The Dynamics of Political-economic Ideology in China's 40 Years of Reform and Opening-up
Text data contains rich information about the historical context in which the text is generated. As social science researchers, we are able to infer latent mechanisms and dynamics underlying the economic and political transformations based on NLP techniques.
In this project, I examined the dynamics of the political-economic ideology of the Communist Party of China in the past 55 years by identifying the changes in the linguistic meanings of a set of economic words used in the official newspaper. Concretely, I plan to train diachronic word embeddings models based on the Word2Vec
algorithm with the People's Daily corpus.
The People's Daily is the official newspaper of the Central Committee of the Communist Party of China, which was established in June 1948. For a long period, the People's Daily has been one of the few sources where authoritative statements of government policy and positions are published and documented. The corpus contains a full collection of every daily issue of the People's Daily from 1949 to 2003, which has been built and published for public access based on historical newspaper articles digitalized by the Chinese government. The most recent data is available on 人民日报 but needs web scraping. The raw data file is 2.96GB.

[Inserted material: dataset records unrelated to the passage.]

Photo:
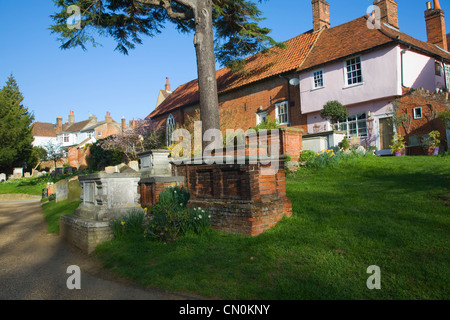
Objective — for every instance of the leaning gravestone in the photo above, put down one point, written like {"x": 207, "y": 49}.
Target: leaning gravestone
{"x": 18, "y": 173}
{"x": 62, "y": 190}
{"x": 74, "y": 191}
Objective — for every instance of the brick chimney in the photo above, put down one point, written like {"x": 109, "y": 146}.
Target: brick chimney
{"x": 93, "y": 118}
{"x": 108, "y": 117}
{"x": 124, "y": 124}
{"x": 389, "y": 12}
{"x": 321, "y": 14}
{"x": 71, "y": 118}
{"x": 59, "y": 124}
{"x": 435, "y": 20}
{"x": 167, "y": 85}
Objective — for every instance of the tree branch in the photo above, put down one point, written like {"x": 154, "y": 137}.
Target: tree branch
{"x": 188, "y": 14}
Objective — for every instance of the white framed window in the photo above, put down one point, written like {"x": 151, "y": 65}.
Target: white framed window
{"x": 261, "y": 117}
{"x": 353, "y": 71}
{"x": 355, "y": 125}
{"x": 282, "y": 112}
{"x": 417, "y": 113}
{"x": 317, "y": 78}
{"x": 447, "y": 74}
{"x": 437, "y": 68}
{"x": 170, "y": 127}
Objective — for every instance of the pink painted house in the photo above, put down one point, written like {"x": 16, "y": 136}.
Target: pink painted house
{"x": 366, "y": 67}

Word embedding is a map from document vocabulary to high-dimensional vector representations. It captures rich context information such as pairwise semantic and syntactic similarity of words. Many algorithms perform word embeddings, among which Word2Vec
, published by Mikolov et al (2013), is a popular algorithm that is suitable for Latent Semantic Analysis, in which words with similar semantic meanings will occur in similar pieces of text and thus will occupy close spatial positions in the projected semantic space. Word2Vec
learns word embeddings using a shallow neural network and can be obtained by either a Continuous Bag-of-words (CBOW) model or a Skip Gram model. A CBOW model takes the context of each word as the features and predicts the target word, and a Skip-gram, on the contrary, uses the target word to predict the context. In this project, I used the CBOW model, which is faster and has better representations for more frequent words, according to Mikolov et al (2013). With the word vectors representing semantic meanings, the shifts of the meanings of specific political-economic terms can be revealed as the dynamics of the word vectors.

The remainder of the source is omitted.